Correva per le strade come un branco di delfini liberi nell’oceano, faceva girare le foglie come trottole impazzite, sollevava i cappelli per studiare le leggi segrete della fisica, si infilava nelle maniche delle giacche e spettinava il mondo senza chiedere permesso. Arruffava capelli, ma soprattutto entrava nelle orecchie e faceva un allegro disordine nei pensieri: spostava ricordi, mescolava idee, faceva cadere certezze come bicchieri sul pavimento.

Lisa aveva tredici anni ed era una ragazzina magrolina come un segnalibro, leggera come una matita dimenticata sul bordo di un quaderno. Aveva occhi curiosi di quelli che guardano sempre un po’ più in là del necessario e un sorriso che arrivava con qualche secondo di ritardo, come se prima dovesse finire di sognare.

Sognava a occhi aperti così spesso che ormai confondeva la realtà con la fantasia e la fantasia con qualcosa di molto più serio. Mentre camminava una parte di lei restava indietro a immaginare mondi segreti, colori che non esistevano ancora, storie che crescevano da sole come piante ribelli. Parlava con le foglie che correvano sull’asfalto, con le panchine stanche del parco, con le finestre illuminate e perfino con i pali della luce contro cui ogni tanto andava a sbattere perché era troppo occupata a pensare.

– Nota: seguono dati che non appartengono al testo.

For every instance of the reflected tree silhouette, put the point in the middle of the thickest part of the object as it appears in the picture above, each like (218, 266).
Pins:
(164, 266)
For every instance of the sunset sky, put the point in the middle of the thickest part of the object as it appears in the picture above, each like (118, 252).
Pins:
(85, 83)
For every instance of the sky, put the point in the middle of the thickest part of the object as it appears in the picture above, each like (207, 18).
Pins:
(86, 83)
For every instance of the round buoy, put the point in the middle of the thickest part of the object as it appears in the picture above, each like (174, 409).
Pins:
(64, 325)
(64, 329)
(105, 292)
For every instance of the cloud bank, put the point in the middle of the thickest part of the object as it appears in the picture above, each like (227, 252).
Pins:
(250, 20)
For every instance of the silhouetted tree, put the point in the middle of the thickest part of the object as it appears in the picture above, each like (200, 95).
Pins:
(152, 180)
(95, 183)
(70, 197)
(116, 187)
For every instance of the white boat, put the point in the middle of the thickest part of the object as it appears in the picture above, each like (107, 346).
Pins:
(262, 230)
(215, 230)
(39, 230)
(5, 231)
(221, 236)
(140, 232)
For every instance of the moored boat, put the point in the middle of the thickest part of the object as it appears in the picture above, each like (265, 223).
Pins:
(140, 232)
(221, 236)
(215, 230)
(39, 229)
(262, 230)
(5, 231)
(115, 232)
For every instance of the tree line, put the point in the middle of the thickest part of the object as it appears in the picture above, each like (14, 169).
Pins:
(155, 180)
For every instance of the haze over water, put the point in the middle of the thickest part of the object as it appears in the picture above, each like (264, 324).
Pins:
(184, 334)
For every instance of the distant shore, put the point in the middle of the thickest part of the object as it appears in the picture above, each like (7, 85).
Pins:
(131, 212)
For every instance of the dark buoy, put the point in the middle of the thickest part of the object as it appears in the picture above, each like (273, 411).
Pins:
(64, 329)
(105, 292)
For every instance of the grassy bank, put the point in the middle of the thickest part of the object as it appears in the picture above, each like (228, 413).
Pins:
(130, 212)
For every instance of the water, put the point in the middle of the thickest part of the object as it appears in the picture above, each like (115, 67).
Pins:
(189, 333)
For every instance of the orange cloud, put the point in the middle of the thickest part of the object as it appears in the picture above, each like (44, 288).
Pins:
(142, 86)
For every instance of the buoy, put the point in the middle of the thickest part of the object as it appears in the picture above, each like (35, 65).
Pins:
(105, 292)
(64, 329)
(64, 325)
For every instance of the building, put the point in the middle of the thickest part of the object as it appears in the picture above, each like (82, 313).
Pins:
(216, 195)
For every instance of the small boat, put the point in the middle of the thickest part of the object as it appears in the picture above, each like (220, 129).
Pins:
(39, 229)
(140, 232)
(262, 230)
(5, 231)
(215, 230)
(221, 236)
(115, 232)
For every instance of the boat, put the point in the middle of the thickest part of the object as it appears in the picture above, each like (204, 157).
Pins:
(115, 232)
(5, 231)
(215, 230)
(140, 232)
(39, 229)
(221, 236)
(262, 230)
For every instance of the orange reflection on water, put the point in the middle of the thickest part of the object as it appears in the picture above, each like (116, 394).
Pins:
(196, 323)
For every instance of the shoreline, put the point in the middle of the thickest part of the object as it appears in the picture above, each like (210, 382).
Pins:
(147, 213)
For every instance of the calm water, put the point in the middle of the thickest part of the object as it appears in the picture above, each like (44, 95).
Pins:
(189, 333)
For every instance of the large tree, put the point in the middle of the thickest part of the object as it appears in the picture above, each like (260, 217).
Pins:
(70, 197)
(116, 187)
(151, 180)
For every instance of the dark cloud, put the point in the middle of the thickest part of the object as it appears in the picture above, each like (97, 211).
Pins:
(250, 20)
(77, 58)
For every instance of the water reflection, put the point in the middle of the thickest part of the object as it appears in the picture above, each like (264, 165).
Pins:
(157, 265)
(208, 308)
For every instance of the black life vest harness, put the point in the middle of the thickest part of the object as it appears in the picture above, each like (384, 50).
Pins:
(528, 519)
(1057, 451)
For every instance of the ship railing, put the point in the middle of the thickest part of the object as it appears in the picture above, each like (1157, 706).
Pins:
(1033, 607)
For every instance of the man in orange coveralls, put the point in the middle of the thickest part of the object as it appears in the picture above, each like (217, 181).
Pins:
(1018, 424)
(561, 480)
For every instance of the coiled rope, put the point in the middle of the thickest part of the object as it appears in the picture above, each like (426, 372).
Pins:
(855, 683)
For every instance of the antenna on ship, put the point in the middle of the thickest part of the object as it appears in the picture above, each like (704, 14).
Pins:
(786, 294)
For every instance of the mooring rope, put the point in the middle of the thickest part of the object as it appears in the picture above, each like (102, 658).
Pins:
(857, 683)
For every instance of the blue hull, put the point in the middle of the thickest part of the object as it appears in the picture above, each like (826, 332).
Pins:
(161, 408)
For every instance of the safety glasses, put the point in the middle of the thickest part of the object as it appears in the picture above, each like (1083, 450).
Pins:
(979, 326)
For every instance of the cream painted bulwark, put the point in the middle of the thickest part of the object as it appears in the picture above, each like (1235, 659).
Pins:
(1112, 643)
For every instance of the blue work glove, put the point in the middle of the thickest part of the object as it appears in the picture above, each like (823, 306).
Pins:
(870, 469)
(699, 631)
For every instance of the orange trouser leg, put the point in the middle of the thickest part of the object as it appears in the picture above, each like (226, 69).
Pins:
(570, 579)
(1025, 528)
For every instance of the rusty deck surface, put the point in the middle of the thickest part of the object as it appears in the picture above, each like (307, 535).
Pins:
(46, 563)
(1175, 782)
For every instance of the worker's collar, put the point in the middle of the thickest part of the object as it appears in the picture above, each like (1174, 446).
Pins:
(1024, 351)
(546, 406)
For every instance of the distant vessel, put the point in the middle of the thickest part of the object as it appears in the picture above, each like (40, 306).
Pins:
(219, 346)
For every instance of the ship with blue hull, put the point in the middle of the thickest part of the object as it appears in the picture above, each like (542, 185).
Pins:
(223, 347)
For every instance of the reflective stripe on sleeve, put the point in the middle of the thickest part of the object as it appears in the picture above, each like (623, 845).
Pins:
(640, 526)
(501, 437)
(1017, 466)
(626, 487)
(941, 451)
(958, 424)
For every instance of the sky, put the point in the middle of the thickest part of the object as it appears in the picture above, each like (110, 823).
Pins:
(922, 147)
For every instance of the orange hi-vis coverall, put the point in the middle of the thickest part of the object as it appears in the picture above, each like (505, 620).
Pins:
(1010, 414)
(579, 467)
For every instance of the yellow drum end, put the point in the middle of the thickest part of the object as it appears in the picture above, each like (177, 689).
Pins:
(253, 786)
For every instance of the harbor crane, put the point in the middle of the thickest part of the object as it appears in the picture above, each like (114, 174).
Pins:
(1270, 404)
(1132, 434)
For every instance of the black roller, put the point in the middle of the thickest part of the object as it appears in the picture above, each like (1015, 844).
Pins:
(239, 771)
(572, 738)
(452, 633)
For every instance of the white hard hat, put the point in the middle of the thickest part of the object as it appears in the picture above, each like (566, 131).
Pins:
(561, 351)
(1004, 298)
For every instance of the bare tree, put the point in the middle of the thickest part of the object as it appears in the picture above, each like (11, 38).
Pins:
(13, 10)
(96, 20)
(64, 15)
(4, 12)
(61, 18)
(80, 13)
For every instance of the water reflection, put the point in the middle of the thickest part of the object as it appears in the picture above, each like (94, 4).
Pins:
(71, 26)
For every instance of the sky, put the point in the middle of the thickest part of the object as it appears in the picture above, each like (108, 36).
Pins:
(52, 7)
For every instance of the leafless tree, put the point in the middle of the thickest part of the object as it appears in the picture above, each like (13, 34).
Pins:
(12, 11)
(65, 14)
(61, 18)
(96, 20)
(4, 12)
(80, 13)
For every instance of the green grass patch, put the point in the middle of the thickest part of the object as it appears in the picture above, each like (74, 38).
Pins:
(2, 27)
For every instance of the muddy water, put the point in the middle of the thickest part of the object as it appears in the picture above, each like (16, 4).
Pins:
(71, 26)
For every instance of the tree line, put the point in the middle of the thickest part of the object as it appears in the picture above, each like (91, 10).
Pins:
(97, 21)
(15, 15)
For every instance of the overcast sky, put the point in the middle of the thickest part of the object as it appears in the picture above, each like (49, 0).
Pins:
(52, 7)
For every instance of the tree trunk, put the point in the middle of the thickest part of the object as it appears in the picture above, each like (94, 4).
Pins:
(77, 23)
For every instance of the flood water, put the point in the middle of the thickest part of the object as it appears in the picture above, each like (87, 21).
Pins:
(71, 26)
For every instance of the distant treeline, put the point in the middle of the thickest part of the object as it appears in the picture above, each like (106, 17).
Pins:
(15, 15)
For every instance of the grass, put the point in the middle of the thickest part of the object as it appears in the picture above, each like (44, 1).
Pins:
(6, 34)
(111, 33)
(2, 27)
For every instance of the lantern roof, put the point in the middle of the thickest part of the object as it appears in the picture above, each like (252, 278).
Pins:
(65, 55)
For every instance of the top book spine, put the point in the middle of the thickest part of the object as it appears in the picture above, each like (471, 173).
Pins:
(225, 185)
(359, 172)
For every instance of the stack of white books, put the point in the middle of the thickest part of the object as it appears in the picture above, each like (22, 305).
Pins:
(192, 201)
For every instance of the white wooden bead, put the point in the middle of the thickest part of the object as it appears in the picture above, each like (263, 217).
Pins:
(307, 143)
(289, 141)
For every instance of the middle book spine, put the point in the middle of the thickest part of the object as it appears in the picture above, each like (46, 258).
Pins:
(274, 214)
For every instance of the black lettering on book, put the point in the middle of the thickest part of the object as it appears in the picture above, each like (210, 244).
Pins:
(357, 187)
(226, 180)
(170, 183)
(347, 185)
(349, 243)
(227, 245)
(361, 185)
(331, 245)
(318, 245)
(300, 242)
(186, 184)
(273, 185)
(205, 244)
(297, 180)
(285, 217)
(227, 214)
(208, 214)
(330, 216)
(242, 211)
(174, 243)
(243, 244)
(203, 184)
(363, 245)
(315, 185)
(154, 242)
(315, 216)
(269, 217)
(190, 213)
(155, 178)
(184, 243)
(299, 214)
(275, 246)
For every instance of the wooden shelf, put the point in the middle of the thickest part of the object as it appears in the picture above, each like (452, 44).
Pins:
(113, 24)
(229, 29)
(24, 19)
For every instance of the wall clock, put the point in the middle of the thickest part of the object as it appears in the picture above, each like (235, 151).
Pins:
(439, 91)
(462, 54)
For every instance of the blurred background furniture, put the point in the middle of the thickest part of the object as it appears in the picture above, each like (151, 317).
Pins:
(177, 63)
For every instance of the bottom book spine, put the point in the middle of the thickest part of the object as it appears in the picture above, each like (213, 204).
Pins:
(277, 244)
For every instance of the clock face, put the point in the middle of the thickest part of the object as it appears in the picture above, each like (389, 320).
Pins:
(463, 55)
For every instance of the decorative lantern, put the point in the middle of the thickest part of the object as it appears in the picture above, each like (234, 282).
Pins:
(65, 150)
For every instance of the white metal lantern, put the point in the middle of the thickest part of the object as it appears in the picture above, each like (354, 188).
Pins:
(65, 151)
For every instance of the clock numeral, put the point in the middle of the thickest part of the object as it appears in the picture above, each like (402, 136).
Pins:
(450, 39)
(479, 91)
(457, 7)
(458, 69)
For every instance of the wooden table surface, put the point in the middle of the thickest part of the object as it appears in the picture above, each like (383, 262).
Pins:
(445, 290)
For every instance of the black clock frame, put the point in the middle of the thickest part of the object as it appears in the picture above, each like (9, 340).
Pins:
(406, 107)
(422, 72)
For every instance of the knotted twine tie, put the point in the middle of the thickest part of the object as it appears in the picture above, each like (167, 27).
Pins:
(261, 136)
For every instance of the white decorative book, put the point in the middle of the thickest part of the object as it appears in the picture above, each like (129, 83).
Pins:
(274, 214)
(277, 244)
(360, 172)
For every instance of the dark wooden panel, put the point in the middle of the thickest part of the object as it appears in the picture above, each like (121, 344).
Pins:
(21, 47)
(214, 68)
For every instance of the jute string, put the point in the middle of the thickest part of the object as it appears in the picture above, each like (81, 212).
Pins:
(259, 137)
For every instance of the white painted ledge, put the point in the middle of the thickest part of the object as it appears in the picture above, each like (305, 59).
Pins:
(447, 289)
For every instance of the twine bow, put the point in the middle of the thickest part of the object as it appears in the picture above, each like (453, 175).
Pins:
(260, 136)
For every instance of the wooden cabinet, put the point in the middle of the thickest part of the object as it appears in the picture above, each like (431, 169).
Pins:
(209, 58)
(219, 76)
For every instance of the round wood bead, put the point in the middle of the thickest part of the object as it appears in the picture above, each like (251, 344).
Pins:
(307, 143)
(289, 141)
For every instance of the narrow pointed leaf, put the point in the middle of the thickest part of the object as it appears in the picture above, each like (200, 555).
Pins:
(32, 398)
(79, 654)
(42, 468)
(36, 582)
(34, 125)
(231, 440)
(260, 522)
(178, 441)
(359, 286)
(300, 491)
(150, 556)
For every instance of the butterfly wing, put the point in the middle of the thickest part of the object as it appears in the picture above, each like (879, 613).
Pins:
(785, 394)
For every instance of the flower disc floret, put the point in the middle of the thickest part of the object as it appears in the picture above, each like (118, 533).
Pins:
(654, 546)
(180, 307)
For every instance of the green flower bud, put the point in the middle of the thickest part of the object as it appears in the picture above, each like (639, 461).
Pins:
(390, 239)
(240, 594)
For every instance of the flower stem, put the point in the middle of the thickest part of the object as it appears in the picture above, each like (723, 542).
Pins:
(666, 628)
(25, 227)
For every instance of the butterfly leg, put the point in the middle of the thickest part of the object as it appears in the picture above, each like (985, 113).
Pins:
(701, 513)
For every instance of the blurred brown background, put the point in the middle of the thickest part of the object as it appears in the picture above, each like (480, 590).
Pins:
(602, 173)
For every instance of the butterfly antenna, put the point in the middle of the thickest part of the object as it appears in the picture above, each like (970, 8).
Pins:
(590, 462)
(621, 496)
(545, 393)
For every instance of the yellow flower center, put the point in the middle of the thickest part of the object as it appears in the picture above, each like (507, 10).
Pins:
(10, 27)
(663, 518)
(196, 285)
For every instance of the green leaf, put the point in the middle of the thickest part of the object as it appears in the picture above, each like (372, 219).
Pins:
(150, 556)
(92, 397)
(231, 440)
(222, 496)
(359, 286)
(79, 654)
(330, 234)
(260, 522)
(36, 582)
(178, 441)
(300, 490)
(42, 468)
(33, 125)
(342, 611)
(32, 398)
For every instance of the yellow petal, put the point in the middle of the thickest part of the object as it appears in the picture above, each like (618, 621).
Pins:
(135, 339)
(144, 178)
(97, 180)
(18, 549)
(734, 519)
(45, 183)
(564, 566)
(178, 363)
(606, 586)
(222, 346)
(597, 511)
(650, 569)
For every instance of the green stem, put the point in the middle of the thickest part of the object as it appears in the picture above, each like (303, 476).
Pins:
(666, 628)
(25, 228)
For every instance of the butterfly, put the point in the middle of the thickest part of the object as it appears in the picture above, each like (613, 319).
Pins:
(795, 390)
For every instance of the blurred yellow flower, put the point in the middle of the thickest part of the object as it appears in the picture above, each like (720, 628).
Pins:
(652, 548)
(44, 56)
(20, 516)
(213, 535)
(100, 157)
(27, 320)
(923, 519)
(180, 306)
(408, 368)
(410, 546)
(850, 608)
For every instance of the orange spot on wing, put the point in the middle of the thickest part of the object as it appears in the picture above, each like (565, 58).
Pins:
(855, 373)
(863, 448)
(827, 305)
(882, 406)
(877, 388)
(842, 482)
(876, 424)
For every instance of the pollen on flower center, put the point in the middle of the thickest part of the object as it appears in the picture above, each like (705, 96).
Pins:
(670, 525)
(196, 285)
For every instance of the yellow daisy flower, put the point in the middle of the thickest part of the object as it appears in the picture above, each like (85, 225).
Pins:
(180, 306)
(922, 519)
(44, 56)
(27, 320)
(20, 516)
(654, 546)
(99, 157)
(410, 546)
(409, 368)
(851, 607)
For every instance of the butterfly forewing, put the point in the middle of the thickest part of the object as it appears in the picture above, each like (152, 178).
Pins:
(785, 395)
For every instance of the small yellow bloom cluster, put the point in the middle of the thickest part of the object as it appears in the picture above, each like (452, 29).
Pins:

Quando usciva di casa salutava tutti, ma proprio tutti: i vicini sulle scale, gli sconosciuti per strada, gli animaletti del parco, persino le statue un po’ tristi e gli alberi che fingevano indifferenza. Alcuni rispondevano, magari a modo loro, con uno sguardo, un fruscio o un colpo di coda, altri no. Ma Lisa salutava lo stesso: non si sa mai perché c’è sempre qualcuno che ha bisogno di essere salutato.

Quel pomeriggio stava tornando a casa dalla biblioteca. Nello zainetto aveva qualche libro, una merendina al cioccolato un po’ schiacciata dal peso delle storie, una matita con la punta consumata dai pensieri e un’idea nuova che non sapeva ancora di avere nascosta tra una pagina e l’altra.

Si fermò su una panchina ad aspettare l’autobus.
In piedi vicino a lei due signore anziane: avvolte in caldi cappotti parlottavano fitto fitto del tempo che non è più quello di una volta, della puntualità dei reumatismi, dei nipoti che non chiamano mai e di altre piccole e grandi catastrofi quotidiane.

A un certo punto una delle due smise di parlare, sospirò e sentenziò con aria definitiva come se stesse chiudendo un capitolo della storia del mondo:

“Questo vento dà fastidio pure ai matti”.

Il vento, come se avesse sentito, diede a Lisa una gran scompigliata ai capelli.

“Ehi, piano… così mi fai il solletico!” pensò Lisa.

Il vento si fermò un istante. Poi fece un piccolo giro soddisfatto.

Fu allora che Lisa vide quel barattolo peloso.

Era un gatto rosso zenzero, cicciottello, con la coda corta e lo sguardo furbo di chi ne ha viste tante e ne ha ignorate ancora di più. Se ne stava seduto davanti a lei dritto come una statua importante.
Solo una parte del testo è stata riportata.